Context :
Quantum algorithms represent a new branch of algorithms, offering potential advantages over classical algorithms for certain binary problems (such as maximum stable size or maximum cut) or problems naturally formulated as binary quadratic programming problems without constraints (QUBO). Many energy management problems have components that fit this description. However, quantum algorithms also have intrinsic limitations or those stemming from the constraints of current machines [1], [2]:
- Probabilistic nature and noise: The probabilistic nature of measurements and noise issues do not guarantee the optimal solution.
- Lack of expressiveness: Different quantum approaches do not efficiently account for all the constraints of an industrial problem, particularly those involving continuous variables.
- Hardware limitations: Current quantum machines are limited in terms of the number of qubits and the number of operations that can be performed, which restricts the size of the problems that can be solved.

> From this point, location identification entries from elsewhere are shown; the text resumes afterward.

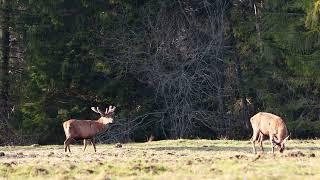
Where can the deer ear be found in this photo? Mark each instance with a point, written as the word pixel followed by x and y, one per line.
pixel 285 139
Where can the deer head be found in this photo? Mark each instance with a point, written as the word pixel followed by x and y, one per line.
pixel 106 117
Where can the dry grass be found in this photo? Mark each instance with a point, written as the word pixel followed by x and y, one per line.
pixel 172 159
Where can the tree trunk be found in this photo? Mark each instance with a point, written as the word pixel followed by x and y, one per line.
pixel 4 71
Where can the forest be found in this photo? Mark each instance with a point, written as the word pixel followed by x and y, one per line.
pixel 173 68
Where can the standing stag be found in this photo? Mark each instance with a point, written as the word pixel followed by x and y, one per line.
pixel 87 129
pixel 267 124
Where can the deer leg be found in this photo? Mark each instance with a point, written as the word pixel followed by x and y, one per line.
pixel 272 142
pixel 253 140
pixel 93 144
pixel 261 140
pixel 67 144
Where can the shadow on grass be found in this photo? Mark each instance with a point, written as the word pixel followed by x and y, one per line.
pixel 229 148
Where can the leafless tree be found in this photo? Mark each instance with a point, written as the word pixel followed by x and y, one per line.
pixel 179 51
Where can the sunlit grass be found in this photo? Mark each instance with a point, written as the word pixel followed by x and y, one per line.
pixel 171 159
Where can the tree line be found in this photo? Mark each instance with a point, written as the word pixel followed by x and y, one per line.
pixel 174 69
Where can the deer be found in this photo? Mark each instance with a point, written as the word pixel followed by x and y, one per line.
pixel 87 129
pixel 267 124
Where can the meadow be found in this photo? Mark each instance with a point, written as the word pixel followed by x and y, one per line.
pixel 168 159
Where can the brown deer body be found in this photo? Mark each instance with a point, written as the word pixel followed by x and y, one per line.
pixel 86 129
pixel 267 124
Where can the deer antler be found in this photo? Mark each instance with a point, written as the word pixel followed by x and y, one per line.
pixel 110 110
pixel 97 110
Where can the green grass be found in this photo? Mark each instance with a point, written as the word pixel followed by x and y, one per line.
pixel 171 159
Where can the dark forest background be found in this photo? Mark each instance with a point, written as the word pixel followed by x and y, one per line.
pixel 173 68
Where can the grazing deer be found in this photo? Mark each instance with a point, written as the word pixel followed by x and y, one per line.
pixel 267 124
pixel 87 129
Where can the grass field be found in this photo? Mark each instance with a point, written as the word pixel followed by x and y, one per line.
pixel 171 159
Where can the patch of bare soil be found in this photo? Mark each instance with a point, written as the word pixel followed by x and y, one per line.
pixel 239 156
pixel 295 154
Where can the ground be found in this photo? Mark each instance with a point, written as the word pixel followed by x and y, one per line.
pixel 170 159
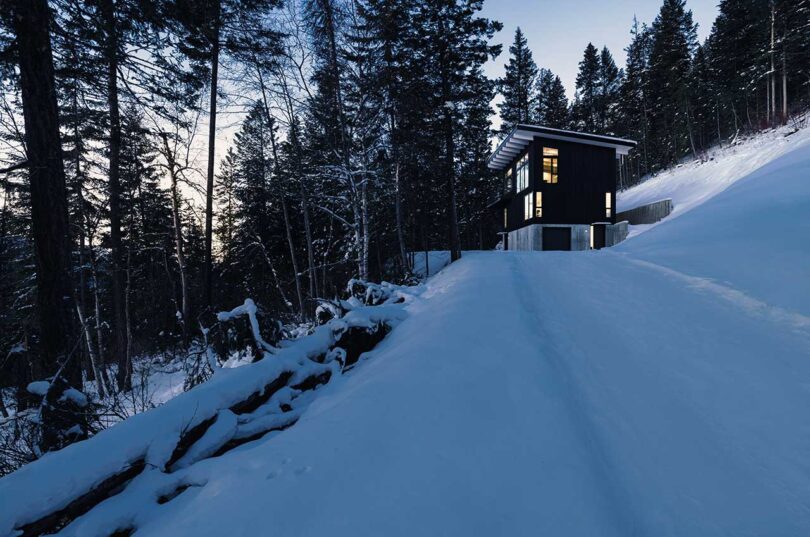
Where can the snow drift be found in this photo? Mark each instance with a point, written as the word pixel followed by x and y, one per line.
pixel 657 388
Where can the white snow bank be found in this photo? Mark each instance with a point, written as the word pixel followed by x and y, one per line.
pixel 559 393
pixel 754 237
pixel 57 478
pixel 436 261
pixel 693 183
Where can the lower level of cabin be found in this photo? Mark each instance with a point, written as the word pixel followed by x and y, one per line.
pixel 566 236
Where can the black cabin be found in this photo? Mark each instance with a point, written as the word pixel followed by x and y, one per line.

To overcome these limitations, we propose developing a hybrid classical-quantum approach with the following features:
- Iterative resolution: To avoid being limited by suboptimal solutions induced by probabilistic measurements and noise.

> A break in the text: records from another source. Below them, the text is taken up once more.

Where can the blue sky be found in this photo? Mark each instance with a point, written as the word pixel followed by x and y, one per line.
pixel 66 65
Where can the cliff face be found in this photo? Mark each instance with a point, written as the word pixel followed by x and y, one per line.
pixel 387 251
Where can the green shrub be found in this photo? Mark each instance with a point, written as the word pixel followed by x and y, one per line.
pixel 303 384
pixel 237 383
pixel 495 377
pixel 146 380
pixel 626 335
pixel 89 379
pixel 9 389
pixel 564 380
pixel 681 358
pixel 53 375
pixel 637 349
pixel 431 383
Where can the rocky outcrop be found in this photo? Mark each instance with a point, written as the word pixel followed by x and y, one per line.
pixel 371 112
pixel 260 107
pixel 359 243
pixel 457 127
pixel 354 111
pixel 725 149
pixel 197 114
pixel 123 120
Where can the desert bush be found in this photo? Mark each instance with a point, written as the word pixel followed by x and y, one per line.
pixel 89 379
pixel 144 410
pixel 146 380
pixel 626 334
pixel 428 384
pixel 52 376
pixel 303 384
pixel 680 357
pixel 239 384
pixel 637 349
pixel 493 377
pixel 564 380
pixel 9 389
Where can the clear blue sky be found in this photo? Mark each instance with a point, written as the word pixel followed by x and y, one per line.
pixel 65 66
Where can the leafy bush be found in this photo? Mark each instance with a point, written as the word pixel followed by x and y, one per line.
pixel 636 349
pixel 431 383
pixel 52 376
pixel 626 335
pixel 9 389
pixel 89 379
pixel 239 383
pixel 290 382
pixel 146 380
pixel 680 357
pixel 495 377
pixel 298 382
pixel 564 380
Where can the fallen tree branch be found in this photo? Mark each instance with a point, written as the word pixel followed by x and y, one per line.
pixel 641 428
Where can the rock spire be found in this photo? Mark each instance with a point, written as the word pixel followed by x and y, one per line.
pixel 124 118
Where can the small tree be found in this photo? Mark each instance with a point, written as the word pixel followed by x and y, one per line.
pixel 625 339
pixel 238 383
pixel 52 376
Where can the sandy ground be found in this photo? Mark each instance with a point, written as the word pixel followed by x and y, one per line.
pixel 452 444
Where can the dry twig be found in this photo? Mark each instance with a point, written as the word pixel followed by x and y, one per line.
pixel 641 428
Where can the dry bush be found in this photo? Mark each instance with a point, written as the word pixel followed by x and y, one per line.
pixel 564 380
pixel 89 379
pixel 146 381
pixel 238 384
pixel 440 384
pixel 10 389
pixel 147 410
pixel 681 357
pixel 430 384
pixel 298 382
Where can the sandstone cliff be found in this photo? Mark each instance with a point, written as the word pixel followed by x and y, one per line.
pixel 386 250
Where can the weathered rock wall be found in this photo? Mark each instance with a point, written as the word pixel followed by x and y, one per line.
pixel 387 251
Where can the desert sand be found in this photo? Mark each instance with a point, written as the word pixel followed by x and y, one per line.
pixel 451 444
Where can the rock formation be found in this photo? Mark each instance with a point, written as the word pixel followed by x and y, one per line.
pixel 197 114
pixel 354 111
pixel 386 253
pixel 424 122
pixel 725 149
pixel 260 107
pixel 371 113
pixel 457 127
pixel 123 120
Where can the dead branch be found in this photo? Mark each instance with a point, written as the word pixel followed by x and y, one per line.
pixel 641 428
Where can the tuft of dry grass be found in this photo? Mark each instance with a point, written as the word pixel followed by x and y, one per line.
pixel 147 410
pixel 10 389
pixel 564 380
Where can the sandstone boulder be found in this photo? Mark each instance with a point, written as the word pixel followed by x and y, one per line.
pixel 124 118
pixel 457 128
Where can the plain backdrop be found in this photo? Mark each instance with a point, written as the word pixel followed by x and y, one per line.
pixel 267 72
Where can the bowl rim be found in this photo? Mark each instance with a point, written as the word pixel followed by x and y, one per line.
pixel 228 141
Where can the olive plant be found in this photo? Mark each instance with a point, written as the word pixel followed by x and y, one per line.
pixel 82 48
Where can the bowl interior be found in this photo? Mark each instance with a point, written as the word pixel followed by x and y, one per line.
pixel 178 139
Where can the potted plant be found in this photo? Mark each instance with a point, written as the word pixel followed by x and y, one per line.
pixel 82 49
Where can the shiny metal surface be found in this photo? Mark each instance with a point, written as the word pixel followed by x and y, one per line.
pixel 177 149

- Two-level resolution structure: To include aspects not considered by quantum algorithms.
- Control over the size of the quantum problem solved: To manage the limitations of current quantum machines.
Primal heuristics based on decompositions, such as cut and column generation [3], exhibit these characteristics by building an approximation of the initial problem through the addition of variables or constraints, and controlling the size of the problem through branching.
Objective :
The goal of the internship is to study the possibilities offered by hybrid classical-quantum approaches, particularly within the framework of iterative heuristic approaches based on decompositions. Results from previous studies conducted in EDF's R&D department can be used for some components of the approach to be developed, notably variational quantum algorithms (QAA and QAOA), quantum search (Grover's algorithm, amplitude amplification), as well as results obtained during a previous CIFRE thesis [4].

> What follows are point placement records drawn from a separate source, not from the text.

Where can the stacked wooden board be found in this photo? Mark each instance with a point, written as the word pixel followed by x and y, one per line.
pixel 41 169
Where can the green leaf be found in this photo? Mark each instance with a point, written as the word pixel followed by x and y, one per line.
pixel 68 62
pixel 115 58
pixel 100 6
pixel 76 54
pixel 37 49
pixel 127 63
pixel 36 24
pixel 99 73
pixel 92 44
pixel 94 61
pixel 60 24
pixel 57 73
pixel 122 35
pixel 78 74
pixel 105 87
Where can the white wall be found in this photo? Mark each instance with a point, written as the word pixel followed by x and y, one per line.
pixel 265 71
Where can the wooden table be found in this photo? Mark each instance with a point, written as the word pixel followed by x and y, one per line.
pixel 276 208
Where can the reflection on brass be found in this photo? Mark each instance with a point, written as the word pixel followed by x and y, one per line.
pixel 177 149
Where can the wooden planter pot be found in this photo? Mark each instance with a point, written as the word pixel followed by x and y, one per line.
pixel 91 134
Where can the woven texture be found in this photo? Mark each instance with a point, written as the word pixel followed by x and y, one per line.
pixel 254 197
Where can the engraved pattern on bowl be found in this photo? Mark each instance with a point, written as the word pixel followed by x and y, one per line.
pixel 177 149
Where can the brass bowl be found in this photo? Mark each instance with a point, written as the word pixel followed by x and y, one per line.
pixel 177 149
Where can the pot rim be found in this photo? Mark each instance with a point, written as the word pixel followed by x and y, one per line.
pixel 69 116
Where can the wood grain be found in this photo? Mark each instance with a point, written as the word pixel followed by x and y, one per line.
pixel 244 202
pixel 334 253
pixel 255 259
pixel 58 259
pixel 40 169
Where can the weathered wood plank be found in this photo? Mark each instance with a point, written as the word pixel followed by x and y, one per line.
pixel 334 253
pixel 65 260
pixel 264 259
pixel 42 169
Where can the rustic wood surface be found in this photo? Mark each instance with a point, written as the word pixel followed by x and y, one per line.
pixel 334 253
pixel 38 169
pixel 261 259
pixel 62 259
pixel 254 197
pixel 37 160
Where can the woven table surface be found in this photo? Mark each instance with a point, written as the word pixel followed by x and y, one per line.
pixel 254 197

The internship may be followed by a CIFRE thesis.
References
[1] Preskill, J. (2018). Quantum computing in the NISQ era and beyond. Quantum, 2, 79.
[2] Cerezo, M., Arrasmith, A., Babbush, R., Benjamin, S. C., Endo, S., Fujii, K., ... & Coles, P. J. (2021). Variational quantum algorithms. Nature Reviews Physics, 3(9), 625-644.
[3] Sadykov, R., Vanderbeck, F., Pessoa, A., Tahiri, I., & Uchoa, E. (2019). Primal heuristics for branch and price: The assets of diving methods. INFORMS Journal on Computing, 31(2), 251-267.
[4] Veshchezerova, M. (2022). Quantum algorithms for energy management optimization problems. Theses, Université de Lorraine, December.